Скуластое, заметенное сединой лицо Богдана окаменело. Над стыком его крылатых бровей выступил пот. Богдан, смятенно оглянувшись вокруг, вдруг наотмашь кинул свою икону, а затем, по-звериному гибким, хищным прыжком опередив быка, ловко сгреб в охапку Тараску и бросился с ним со всех ног прочь. Обескураженный Бисмарк ринулся, бороздя литыми ногами землю, вслед за Богданом. Но Богдан ловко ускользнул от его сокрушительного удара, пропустив Бисмарка мимо себя. И бык, уже ничего не видя перед собой, сделав несколько спиральных кругов, бросился в сторону в поисках муганцевской суки.
А спустя полчаса, когда паника улеглась и верующие собрались около церковной паперти, возвращая в церковь вынесенные на молебствие иконы, отец Виссарион допрашивал в церковной сторожке Богдана:
— Ты что же, нерусский?
— Как вам сказать, батюшка? Говорят, примесь в кровях от предков имею…
— Выродок?
— А это уж как вам угодно…
— Православный?
— Так точно. Им считаюсь…
— В господа веруешь?
— Без этого нельзя… Сочувствую.
— А знаешь ли, какой грех ты сейчас совершил?
— Никак нет. Не могу знать.
— Дерзкие слова говоришь, Богдан!
— Виноват, батюшка. Может, и грешен. Грешен, что нерукотворный образ бросил в степи.
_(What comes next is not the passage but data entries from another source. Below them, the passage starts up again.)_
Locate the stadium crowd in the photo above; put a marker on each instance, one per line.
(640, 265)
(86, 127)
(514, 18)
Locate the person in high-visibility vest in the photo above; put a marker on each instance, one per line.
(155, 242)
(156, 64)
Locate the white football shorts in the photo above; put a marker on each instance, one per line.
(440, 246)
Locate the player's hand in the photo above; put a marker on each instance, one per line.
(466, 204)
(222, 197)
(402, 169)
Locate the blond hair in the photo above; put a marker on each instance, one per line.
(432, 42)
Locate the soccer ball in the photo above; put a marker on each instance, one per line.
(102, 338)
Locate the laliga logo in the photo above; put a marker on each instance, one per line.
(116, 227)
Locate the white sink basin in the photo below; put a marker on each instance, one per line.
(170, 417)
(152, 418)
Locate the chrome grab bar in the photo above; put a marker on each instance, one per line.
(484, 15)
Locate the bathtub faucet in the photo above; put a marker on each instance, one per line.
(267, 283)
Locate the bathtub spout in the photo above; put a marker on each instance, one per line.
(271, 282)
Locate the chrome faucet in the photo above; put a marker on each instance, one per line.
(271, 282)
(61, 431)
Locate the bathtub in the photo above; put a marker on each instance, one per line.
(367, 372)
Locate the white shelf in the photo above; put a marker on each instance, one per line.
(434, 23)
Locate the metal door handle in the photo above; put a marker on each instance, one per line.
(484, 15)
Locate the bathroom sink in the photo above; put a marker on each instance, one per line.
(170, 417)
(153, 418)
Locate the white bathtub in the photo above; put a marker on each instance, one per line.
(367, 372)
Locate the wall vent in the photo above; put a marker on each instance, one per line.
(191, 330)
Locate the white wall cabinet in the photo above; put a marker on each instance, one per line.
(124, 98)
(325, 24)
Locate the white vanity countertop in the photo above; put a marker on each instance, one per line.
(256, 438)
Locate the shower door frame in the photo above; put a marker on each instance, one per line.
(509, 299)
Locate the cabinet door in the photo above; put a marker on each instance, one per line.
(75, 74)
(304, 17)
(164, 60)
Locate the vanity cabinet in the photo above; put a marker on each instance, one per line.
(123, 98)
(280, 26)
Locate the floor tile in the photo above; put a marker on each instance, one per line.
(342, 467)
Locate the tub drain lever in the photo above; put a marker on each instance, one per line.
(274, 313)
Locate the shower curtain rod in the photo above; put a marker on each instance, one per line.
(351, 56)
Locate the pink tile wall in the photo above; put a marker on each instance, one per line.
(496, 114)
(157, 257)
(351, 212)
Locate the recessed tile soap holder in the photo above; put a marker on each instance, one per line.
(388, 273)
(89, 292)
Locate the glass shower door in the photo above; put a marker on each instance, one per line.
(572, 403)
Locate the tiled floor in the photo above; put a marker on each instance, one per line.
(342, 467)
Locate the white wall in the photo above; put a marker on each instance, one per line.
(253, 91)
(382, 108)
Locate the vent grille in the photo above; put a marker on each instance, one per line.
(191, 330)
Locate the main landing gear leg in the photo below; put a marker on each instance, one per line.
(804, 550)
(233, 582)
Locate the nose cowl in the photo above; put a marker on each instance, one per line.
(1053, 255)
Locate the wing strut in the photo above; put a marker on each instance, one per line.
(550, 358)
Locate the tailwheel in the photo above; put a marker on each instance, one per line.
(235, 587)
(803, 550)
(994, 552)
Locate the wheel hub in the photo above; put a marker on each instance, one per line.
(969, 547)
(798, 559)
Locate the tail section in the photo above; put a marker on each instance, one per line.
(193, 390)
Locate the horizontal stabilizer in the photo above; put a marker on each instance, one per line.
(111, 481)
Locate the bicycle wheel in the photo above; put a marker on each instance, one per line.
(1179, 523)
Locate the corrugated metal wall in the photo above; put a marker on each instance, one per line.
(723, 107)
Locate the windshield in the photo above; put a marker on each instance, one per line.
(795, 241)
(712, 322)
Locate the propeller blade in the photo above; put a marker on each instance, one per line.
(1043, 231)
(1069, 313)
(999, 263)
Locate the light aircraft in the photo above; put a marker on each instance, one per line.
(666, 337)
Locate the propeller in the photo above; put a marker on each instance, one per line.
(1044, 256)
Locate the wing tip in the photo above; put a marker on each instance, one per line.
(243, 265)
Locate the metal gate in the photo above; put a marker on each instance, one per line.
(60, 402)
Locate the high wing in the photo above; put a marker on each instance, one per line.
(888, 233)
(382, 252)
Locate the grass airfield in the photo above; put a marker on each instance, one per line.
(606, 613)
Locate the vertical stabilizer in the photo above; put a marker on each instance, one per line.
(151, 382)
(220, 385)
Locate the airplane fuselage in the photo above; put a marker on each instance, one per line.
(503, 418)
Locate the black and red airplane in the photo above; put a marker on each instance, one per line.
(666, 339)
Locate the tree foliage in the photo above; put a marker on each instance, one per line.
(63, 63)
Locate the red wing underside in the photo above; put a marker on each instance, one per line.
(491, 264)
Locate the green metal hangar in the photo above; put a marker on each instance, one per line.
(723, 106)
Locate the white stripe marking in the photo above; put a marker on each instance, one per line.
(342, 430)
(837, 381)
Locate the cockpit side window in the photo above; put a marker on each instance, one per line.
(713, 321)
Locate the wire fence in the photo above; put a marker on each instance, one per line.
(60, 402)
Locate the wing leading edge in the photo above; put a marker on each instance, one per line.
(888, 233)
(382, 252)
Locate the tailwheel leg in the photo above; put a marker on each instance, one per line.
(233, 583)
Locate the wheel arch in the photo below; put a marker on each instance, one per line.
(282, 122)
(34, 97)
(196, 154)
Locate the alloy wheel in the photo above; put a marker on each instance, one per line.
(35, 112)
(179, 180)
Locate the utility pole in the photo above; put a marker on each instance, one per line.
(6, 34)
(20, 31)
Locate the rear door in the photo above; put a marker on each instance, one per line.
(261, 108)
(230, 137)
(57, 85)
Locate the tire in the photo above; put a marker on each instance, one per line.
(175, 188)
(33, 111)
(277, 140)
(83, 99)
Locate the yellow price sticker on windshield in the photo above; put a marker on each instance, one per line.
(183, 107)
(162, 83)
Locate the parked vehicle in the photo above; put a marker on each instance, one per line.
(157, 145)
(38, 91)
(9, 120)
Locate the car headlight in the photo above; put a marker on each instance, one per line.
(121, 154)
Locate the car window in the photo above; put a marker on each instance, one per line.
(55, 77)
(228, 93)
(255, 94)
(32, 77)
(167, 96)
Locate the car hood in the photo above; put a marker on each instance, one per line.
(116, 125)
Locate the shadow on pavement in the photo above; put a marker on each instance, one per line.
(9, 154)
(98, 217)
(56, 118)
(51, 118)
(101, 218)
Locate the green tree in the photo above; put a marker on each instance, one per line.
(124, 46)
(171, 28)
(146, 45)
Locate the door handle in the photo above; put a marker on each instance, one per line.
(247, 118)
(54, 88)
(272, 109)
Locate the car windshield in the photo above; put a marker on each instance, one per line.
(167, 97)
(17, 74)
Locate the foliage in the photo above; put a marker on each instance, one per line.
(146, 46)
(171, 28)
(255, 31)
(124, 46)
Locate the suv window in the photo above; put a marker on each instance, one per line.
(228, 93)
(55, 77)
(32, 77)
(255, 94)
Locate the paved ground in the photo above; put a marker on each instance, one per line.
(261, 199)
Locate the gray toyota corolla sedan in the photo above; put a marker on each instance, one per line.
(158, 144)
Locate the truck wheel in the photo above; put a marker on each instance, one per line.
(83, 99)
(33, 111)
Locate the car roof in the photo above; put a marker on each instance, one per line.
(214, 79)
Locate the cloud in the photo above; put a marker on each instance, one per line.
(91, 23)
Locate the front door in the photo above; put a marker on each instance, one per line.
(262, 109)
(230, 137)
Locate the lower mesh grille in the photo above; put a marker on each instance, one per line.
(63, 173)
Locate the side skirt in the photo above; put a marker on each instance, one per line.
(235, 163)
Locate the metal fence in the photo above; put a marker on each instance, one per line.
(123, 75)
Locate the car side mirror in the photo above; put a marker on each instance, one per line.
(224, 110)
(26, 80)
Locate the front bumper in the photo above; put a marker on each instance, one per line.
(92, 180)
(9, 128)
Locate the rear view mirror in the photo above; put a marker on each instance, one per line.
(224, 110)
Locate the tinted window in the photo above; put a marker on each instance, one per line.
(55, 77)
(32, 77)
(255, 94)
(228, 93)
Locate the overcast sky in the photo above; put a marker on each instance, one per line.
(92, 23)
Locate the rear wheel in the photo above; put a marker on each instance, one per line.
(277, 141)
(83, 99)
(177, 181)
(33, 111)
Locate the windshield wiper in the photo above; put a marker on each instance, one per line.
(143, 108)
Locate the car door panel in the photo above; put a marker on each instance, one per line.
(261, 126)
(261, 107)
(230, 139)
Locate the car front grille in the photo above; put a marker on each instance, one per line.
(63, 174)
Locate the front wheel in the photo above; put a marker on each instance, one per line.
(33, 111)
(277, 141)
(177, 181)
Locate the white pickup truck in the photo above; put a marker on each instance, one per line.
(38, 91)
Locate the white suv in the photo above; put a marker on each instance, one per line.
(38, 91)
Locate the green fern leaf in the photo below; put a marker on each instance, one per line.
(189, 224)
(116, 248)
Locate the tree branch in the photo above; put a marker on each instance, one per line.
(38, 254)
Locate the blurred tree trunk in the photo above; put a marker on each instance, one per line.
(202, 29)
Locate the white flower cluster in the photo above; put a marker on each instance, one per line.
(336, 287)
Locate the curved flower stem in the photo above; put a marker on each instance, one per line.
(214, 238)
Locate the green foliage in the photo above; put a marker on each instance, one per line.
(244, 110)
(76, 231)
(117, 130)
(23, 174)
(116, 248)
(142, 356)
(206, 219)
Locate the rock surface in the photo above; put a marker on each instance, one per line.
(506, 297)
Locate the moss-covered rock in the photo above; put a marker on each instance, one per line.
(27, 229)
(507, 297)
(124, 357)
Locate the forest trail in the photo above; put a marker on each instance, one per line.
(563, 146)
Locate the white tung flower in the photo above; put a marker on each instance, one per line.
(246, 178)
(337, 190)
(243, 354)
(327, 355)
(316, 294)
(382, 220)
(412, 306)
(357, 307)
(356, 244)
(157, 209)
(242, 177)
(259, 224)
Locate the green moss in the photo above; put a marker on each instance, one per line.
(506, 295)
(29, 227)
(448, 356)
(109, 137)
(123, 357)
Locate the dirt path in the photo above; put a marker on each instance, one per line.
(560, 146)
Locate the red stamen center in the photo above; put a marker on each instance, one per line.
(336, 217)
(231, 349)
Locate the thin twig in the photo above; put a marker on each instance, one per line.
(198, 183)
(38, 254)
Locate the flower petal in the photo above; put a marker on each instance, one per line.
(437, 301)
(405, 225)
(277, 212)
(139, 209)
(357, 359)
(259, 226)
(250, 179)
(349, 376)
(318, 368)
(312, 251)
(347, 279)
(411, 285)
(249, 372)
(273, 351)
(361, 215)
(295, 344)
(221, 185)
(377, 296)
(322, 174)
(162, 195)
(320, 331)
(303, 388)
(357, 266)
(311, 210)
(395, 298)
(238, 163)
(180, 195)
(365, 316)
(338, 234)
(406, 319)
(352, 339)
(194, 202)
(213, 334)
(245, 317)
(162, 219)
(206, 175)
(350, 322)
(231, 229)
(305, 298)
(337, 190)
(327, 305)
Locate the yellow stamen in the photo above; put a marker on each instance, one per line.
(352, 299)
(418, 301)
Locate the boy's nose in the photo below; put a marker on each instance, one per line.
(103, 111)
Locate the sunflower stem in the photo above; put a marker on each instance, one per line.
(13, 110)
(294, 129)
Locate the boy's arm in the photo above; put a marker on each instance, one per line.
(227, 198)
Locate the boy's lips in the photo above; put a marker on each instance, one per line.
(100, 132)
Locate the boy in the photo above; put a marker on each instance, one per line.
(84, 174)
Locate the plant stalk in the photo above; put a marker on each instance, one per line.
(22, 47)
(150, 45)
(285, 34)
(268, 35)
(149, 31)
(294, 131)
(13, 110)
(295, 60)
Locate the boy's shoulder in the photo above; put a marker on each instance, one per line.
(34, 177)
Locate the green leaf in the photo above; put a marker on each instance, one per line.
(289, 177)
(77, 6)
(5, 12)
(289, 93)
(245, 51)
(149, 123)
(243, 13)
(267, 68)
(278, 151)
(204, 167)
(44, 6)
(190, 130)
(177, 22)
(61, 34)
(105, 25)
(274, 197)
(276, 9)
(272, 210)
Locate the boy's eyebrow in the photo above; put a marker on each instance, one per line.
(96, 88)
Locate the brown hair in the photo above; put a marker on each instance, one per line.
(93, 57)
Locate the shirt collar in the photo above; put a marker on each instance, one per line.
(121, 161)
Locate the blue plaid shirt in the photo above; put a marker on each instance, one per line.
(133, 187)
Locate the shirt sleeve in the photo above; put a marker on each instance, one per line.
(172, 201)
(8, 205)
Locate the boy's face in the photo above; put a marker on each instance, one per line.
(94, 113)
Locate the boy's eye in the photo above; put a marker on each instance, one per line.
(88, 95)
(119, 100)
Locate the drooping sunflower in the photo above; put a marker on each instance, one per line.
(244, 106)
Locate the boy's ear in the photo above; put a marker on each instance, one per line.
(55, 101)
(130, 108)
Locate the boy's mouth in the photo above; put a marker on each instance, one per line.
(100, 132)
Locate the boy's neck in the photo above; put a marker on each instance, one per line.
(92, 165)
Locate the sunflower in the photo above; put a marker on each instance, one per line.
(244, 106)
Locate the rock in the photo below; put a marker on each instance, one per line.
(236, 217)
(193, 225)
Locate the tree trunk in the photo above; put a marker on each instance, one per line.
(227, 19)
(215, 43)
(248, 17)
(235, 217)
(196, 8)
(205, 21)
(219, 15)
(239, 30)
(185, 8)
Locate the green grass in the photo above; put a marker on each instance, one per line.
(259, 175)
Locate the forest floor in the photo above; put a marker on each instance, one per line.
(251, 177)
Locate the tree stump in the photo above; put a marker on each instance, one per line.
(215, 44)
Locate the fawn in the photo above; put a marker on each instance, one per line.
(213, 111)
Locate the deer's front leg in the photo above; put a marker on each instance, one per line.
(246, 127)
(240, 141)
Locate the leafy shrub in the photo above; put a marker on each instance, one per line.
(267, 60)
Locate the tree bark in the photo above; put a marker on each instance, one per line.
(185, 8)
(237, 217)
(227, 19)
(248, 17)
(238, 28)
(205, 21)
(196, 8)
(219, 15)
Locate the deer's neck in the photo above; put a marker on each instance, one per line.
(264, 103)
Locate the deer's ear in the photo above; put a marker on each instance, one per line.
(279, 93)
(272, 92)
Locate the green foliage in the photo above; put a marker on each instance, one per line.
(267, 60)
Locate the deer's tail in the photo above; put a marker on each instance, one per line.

Но зато ведь я ангельскую душу младенца спас,— сказал Богдан, вызывающе взглянув на отца Виссариона.
— Не знаю, что там было с ангельской душой, а вот за то, что ты богохульно бросил в степи икону, я накладываю на тебя епитимью. Назначаю тебе на каждую вечернюю службу по триста поклонов в течение месяца. А потом поговеешь недельку, и я тебя исповедаю,— строго сказал отец Виссарион.
— Многовато, батюшка. Ить я же дите малое спас от смерти. Это тоже понять надо,— сказал Богдан.
— Это я понимаю. Не дите — быть бы тебе отлученным от церкви,— заключил отец Виссарион, выпроваживая из сторожки Богдана.
…Вечером, заряжая свою фузею, Богдан бормотал:
— Ничего, наградил меня поп. Набью я теперь шишек на лбу. А за какие грехи, спрашивается? За кобылу? Лбом-то об пол надо бы не мне, грешному, а Буре. Ведь и весь сыр-бор загорелся из-за его распутной кобылы.
В знойный, овеянный суховеем полдень, когда листья на тополях жухли на горячем ветру, свертываясь от его огненного дыхания, пригнал в станицу верховой, вахмистр Дробышев, оборванного, долговязого, худого, как скелет, солдата. На площадь сбежалась почти вся станица.
Солдат, присев на упавшую изгородь станичного сада, неподвижно смотрел усталыми глазами куда-то в степную даль поверх голов столпившихся вокруг него станичных дедов, баб и ребятишек. Вахмистр Дробышев, гарцуя на своем бойком жеребчике, в сотый раз рассказывал одностаничникам, как был пойман им этот солдат верстах в двенадцати от станицы.
— Накрыл я его, воспода станишники и воспожи бабы, сонного. Ну, спешил я. Присмотрелся к нему. Вижу — дезертир! Что мне с ним делать? Хорошо, что я был при шашке. Обнажил клинок и приказал молодчику маршировать в станицу,— докладывал, ерзая в седле, вахмистр.